The United Kingdom's new novel coronavirus hotel quarantine regime began on Monday for arrivals from 33 "red list" countries.
Anyone arriving from the list of high-risk destinations, which includes Brazil and South Africa, must now enter England through a designated port and have pre-booked to stay at a government-managed quarantine facility.
It means arrivals, including all British and Irish citizens and UK residents, must pay 1,750 pounds ($2,400) to spend 10 days quarantined in a hotel room in a bid to stop new variants of the novel coronavirus entering the country.
Those travelers arriving from countries not on the red list must still quarantine for 10 days at home and take two compulsory COVID-19 tests on the second and eighth day after arriving.
In Scotland, the hotel quarantine rules cover arrivals by air from all countries, not only those on the red list.
Arrivals from red-list countries in Wales and Northern Ireland must book and pay for quarantine in England, as neither has direct international flights.
Health Secretary Matt Hancock said on Monday that the new system was working well.
"As of 6:30, when I got my latest update, this is working smoothly, we've been working with the airports and with the border force to make sure everybody knows the process," Hancock told Times Radio. "It does appear to be going smoothly this morning."
Fines will be used to enforce the hotel quarantine, while there is a threat of prison time for anyone who lies on their passenger locator form about where they have visited.
Quoted earlier by Sky News and others, the health secretary said the new measures were "important to protect our vaccination program".
He said: "As this deadly virus evolves, so must our defenses. We have already taken tough action to limit the spread, protect people and save lives. With the emergence of new variants, we must go further. The rules coming into force today will bolster the quarantine system and provide another layer of security against new variants at the border."
The government has arranged deals with 16 hotel companies "so far", providing nearly 5,000 rooms. The Department of Health and Social Care said a further 58,000 rooms are on standby.
Meanwhile, Prime Minister Boris Johnson has said the novel coronavirus vaccine rollout in England has entered "a new phase", and that the most in vulnerable groups had been offered a vaccination.

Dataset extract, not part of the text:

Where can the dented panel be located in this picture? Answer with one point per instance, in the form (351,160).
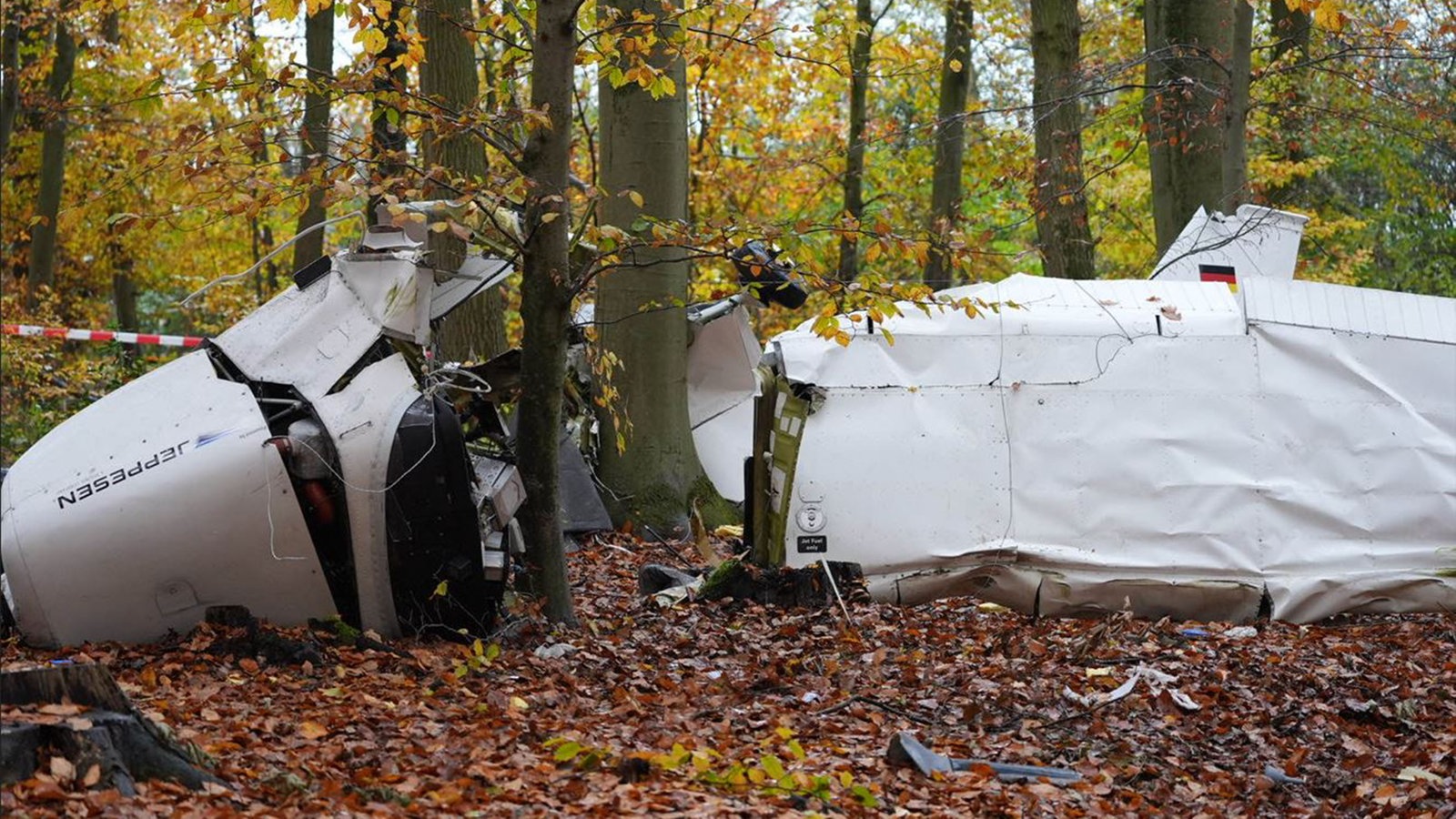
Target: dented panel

More than 15 million people in the UK have now had their first dose, which is nearly a quarter of the UK population.
Johnson said the country had "met its target of vaccinating the top four priority groups", the BBC reported. He hailed the vaccine rollout as an "extraordinary feat" and said the country can go into the next stage "with great confidence".
Ministers are now under pressure to outline how they will ease restrictions and Johnson is expected to set out his "roadmap" out of lockdown on Feb 22. The prime minister said his roadmap would include dates "by which we hope we can do something at the earliest".
However, Hancock warned on Monday that the death toll and hospital admission numbers are still too high to risk a relaxation of measures. Though cases are coming down, the UK is still seeing around 11,000 new infections daily, and it recorded 621 further fatalities on Sunday, bringing total deaths to 117,166.
"We've got to watch the data," Hancock told Sky News. "Everybody wants to get out of this as quickly as we safely can, and both as quickly, but also as safely, are important."
Reuters reported that "an influential group of lawmakers" in Johnson's Conservative Party are pushing for an end to the lockdown as soon as the most vulnerable nine groups are vaccinated, and that they want no more rules "beyond May 1".